Рональд Фирбенк — писатель, у которого Брук узнавал свой собственный атональный контрапункт сентиментальности и самоиронии — имел привычку повторять выражения: «в каком-то смысле он работал небрежно, по невнимательности ставил их два раза подряд». Брук же, эхом повторяя самого себя — нередко слово в слово, делает это сознательно, напоминая тем самым другого «коллекционера фраз» — Джеймса Джойса. «Ландшафт под Тобруком» через шесть лет снова всплывает у Брука в рассказе о событиях, относящихся к периоду сверхсрочной послевоенной службы:
— Что нужно делать? — спросил я.
— Да ни хрена.
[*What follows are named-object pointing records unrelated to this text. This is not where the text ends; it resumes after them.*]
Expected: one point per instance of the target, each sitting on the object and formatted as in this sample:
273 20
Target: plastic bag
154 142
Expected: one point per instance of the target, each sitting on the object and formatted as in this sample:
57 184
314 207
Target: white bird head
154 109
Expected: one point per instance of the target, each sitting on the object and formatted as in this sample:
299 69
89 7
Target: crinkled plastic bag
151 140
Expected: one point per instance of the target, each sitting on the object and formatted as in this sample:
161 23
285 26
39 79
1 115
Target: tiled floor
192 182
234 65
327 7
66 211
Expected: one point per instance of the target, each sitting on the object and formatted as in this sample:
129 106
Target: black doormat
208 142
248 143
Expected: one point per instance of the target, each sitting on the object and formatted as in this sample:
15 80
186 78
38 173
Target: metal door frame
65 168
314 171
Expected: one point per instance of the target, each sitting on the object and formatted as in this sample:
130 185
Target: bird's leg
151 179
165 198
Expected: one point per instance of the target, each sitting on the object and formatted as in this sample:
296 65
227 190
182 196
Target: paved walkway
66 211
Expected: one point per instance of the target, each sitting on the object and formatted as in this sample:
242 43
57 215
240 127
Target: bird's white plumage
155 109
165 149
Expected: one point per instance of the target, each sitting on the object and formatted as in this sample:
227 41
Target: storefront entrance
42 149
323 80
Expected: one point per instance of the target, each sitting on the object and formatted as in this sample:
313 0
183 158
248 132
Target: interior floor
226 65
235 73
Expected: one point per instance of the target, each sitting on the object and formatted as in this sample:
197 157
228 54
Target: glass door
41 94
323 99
Вон, пачку 11-50-7 проверить, но это можно и после обеда.
— Нет проблем, — ответил я. Капрал Брэднум уселся за кроссворд в «Дейли Миррор»; его напарник читал древний номер «Иллюстрейтед».
— Слово из семи букв, начинается на С, «нагревать до высокой температуры», — сказал капрал.
Ответ, который, конечно же, может подсказать образованный Брук — calcine: кальцинировать, сжигать дотла — алхимический термин, которым он, в бытность свою поэтом, лечащим больных триппером, воспользовался, чтобы описать выжженную землю пустыни. Этот эпизод подчеркивает твердое намерение автора удалиться в добровольную ссылку из мира литературы, в который ему еще только предстоит завоевать доступ, и таким образом избежать карьерного провала. Подобно Т. Э. Лоуренсу, записавшемуся на военную службу под именем «рядового авиации Шоу», он стирает свое «я», осознанно выбрав возврат к безличной дисциплинарной культуре. Свобода от ответственности в армии предпочтена «перспективе стать профессиональным литератором»:
Всю эту «ученую» бодягу я знал наперед: умеренный успех первого романа; рецензирование для литературного приложения к «Таймс», беседа-другая по радио. Потом еще роман — не столь успешный. («Должен признать, что новый роман писателя N меня разочаровал…»); и еще рецензирование, и еще беседы; пара эссе о каком-нибудь Богом забытом писателе для «Корнхилл»; и затем постепенное скольжение по нисходящей: после антологий, введений и литературы «для легкого чтения» — еженедельная болтовня в «Джон О'Лондон» или штатная работа на Би-Би-Си… Нет, только не это, подумал я — уж лучше буду помогать капралу Брэднуму решать его кроссворды. («Орхидейная трилогия»)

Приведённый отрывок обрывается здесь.